Ok I have had this in my car now for about 6 months. It is pushing an SI BM MKIII wired at a 2 ohm load. I have it installed in an unfinished amp rack but all the wiring is done right with 2 gauge from the battery to the dist block then 4 gauge from the dist block to the amp. I crimpped a 4 gauge ring terminal. 

First off it is a LIGHT amp for 500 watts. It has a fairly small footprint which is convenient. it has a nice look to it and the blue power light is nice. Overall impression however is that it is a moderately cheaply made amp, not real cheap but somewhat cheap.

Despite what the manufacturer states (they are flat out lying) this amp is NOT 2ohm stable. I measured the load at the amp and it bounced between 2.3 and 1.9 (typical as a speaker is playing). This amp was audibly clipping. At times the base line would get real boomy, ocasionally it owuld cut out. Sometimes it would be real loud and loose sounding other times it woudl get quiet. 

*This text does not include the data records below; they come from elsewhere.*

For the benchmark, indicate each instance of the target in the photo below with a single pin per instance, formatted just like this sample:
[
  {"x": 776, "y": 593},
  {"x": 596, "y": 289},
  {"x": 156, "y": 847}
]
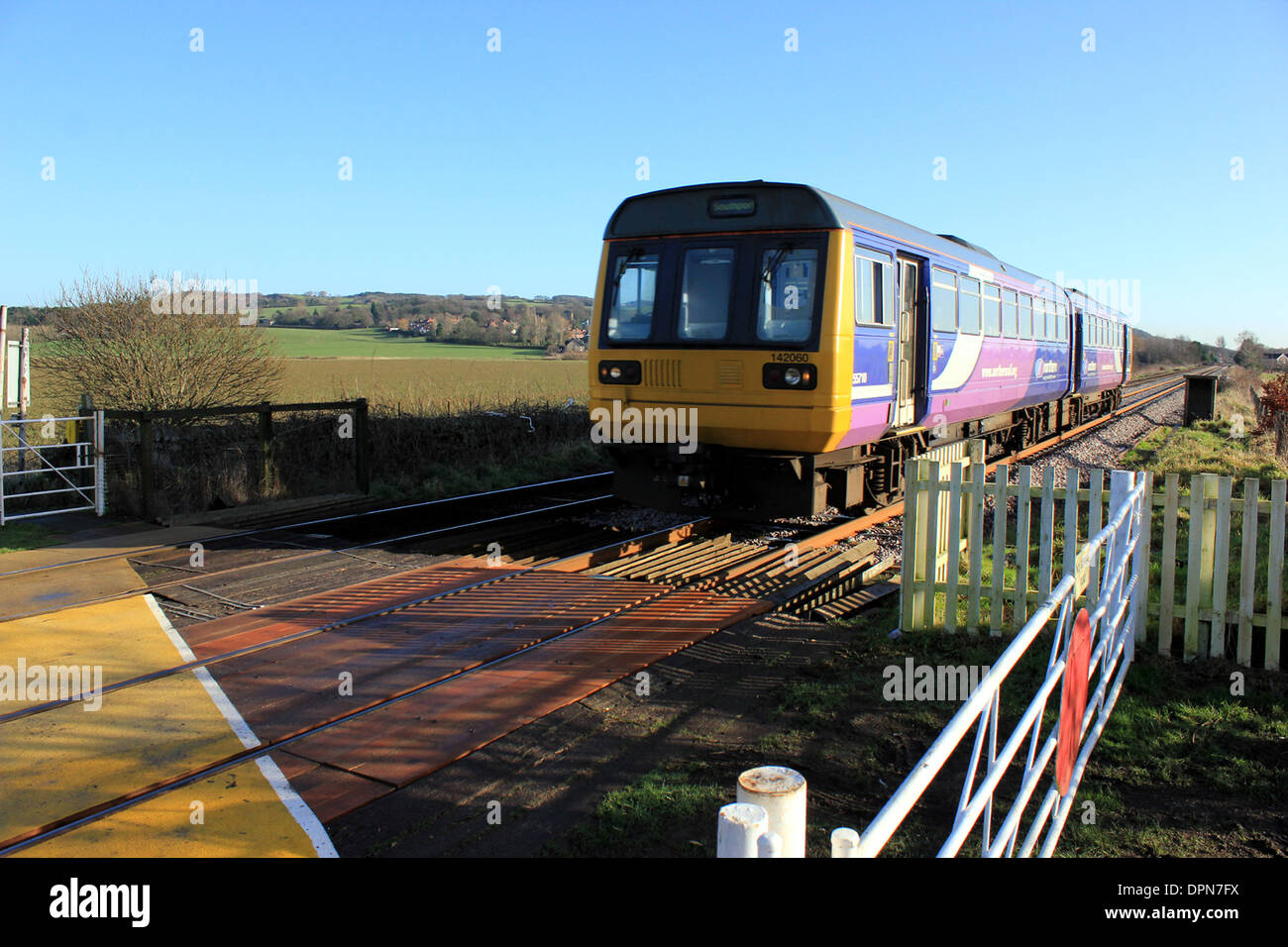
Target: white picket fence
[
  {"x": 748, "y": 830},
  {"x": 1229, "y": 549}
]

Power wise it seemed to be putting out the stated 500w at 2 ohms most of the time. I did not measure it but it got as loud as the replacement amp (memphis PR1.1000 loaded at the same 2 ohm putting out 500 watts) when it wasn't clipping. The bass lines were authoratative and the amp seemed to play as low as the music let it. 

I had a chance to listen to it in a friends vehicle while it was running at a 4 ohm load and it sounded good. 

The amp has absolutely NO noise in it. When I added it to my system (to an existing x4r) I maintained my complete silence between tracks, as well as at systme start up and shut off.

Over all I would say that this amp is good for a non demanding system where it can run at 4 ohms and put out it's 300 watts. If you need an amp that puts out 500 at 2 ohms, look elsewhere.


----------